Native American Technology and Art

Other Native American Games & Toys

Lacrosse - ball game played on a field between goal posts with a ball and a racket of a three foot sapling, the end bent into a circular hoop and filled with a leather network.

Moccasin Game - guessing game where an opponent has top guess which moccasin an object is hidden in. Beans or markers are used to keep score.

Hand Game - guessing game where an opponent has to guess which hand an object is hidden in. Sticks and markers are used in scoring.

Double Ball - played only by women and resembling lacrosse - suing two balls or sticks connected with a thong and each woman equipped with a stick.

Awl Game - a hoop from the leg bone of an animal was set out on the ground and an awl was thrown toward it, intending to stand upright in the ring.

Snow Snake - played in winter by men on frozen lakes using a carved stick a meter long, with a head resembling a snake. The snow snake, thrown on the run, races along the top of the ice, the farthest traveled being the winner. The track, pressed down into the snow with a log, could be a mile long.

Web Weaving - (like cat's cradle), played by children and adults using a long string tied in a loop to finger weave patterns of animals, tipi doors, and other designs like 'fish spear', 'bird's foot', and 'crow's nest'.

Sling Stick - Sling sticks about 2 feet long with a notch and a thong attached at one end. A stone is placed in the notch. The thong keeps the stone in place and is held down with the thumb by a loop at the other end of the thong. The stone is thrown great distance when the stick is whipped forward - releasing the thong and the stone.

Little Sticks - (like jack straws), drop from your hand a bundle of thin cedar sticks, two players try in turn to remove sticks from the tangled heap without moving any of the others.

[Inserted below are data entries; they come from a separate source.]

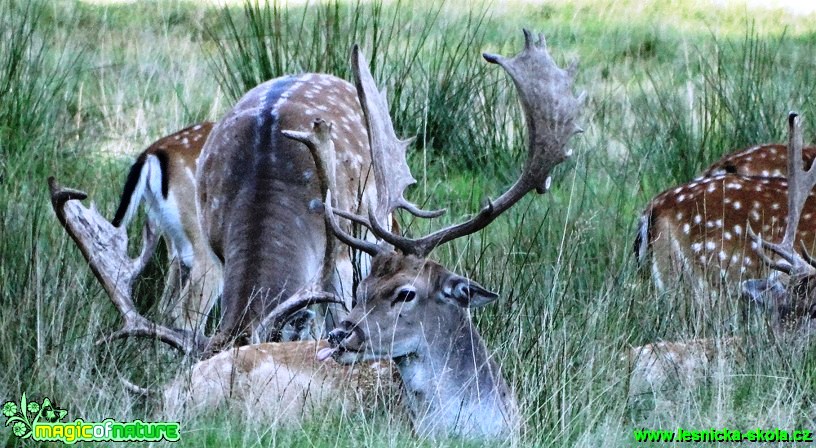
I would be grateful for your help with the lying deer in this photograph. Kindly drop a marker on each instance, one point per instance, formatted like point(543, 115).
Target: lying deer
point(414, 311)
point(697, 232)
point(788, 299)
point(260, 200)
point(163, 176)
point(769, 160)
point(410, 309)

A basket splint is sometime used to pick up the sticks.

Top Spinning - a disk of bone, stone, or wood with a peg through it, sometimes painted or decorated on the upper surface, for divination of personal questions like 'who will marry first', etc. by spinning the top and seeing who it points to when it stops. Sometimes tops would be whipped with a stick to keep them in motion.

Marbles - made from fir balsam pitch or stones were either rolled down a board to see who's could go the farthest, or they may have been rolled into a series of holes about the size of the marbles.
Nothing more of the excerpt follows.